Make yourself keenly aware of the potential symptoms of sexual anxiety to note if you are going through this and how you might be able to combat the symptoms.
How to Combat Sexual Performance Anxiety
As you might have guessed, sexual anxiety is a battle within the mind. Many different kinds of mental triggers might plunge you deeper into your struggle with sexual anxiety. However, there are also techniques and strategies you can use to potentially reduce the amount of stress and anxiety related to sex.
Some strategies known to combat sexual performance anxiety are:
- Deep Breathing and Meditation – Taking time out of your day to focus on your breathing is healthy for many reasons. It can reduce your blood pressure and stress levels, which is particularly useful before engaging in sexual activity if you tend to experience sexual anxiety.

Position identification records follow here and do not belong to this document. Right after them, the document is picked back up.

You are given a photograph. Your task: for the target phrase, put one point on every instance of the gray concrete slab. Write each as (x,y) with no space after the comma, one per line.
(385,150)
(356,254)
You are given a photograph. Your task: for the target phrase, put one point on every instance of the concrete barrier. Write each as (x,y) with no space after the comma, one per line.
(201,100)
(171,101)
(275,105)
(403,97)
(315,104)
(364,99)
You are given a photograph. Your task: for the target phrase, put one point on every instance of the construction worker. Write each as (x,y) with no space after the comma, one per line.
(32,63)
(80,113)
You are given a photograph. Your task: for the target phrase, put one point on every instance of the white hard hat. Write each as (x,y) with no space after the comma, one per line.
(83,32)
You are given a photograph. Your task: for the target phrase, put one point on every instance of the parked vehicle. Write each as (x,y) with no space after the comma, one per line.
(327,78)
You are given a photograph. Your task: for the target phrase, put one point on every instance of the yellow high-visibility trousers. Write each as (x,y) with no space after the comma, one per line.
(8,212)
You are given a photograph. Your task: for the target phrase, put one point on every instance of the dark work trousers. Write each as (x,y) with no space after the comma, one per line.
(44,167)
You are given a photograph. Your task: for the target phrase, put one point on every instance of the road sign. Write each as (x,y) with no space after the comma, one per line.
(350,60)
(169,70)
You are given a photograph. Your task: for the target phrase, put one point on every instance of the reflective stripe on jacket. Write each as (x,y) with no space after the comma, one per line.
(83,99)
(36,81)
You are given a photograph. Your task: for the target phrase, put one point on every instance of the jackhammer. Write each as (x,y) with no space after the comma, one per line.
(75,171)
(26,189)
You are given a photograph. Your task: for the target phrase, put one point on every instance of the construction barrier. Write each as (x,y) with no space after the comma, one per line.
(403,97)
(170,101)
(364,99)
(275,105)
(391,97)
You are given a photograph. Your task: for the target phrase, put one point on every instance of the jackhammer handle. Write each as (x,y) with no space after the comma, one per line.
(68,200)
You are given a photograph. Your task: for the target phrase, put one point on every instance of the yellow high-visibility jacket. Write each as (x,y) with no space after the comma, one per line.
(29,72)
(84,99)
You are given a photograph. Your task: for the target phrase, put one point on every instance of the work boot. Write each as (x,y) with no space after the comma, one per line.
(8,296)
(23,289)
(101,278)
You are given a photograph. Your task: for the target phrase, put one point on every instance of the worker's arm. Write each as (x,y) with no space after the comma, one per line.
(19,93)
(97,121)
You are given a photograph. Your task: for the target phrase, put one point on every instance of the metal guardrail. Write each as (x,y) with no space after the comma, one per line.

- Use Self-Touch and Masturbation – Learning what feels good to you is a great way to reduce your sexual anxiety overall. When you know what feels good to you, you can minimize sexual anxiety and communicate with your partner about what feels good to you.
- Focus on Non-Sexual Touch with Your Partner – Don’t forget to focus on non-sexual touch with your partner as well. It’s an excellent way to communicate and express your love through non-sexual means. It can also help reduce your level of anxiety around sexual activity when you can focus on non-sexual physical contact as well.
- Communicate with Your Partner About Sexual Acts – It is always wise to communicate with your partner about any form of sexual activity that you may choose to engage in with them.
In many cases, it may also be necessary to speak with a professional therapist about your condition and discuss strategies you can use to reduce your sexual anxiety as a whole.
How to Support Your Sexually Anxious Partner
Sometimes, it’s easy to fall into the trap of feeling frustrated by a sexually anxious partner. You should do everything you can to avoid falling into this state of emotion because it ultimately does not help you or your partner deal with this set of circumstances. Instead, look at ways you can support your sexually anxious partner in all they are going through.
One thing to consider first is opening up the dialogue between yourself and your partner about sexual topics. It’s not always the easiest thing to talk about, but the only way to start feeling better is to speak honestly about your sexual feelings, desires, and more.
You can also focus on non-sexual touch between yourself and your partner, including hugs, back rubs, foot rubs, and more. That can improve intimacy while also alleviating some of the sexual anxiety experienced by either partner. Bringing down the tension is a big deal and will help you and your partner feel more at ease. It will hopefully also take some of the anxiety off of the table so that your sexual experiences can be much more enjoyable.
This process takes time, but it’s worthwhile to focus on reducing sexual anxiety so you can relax and enjoy sex!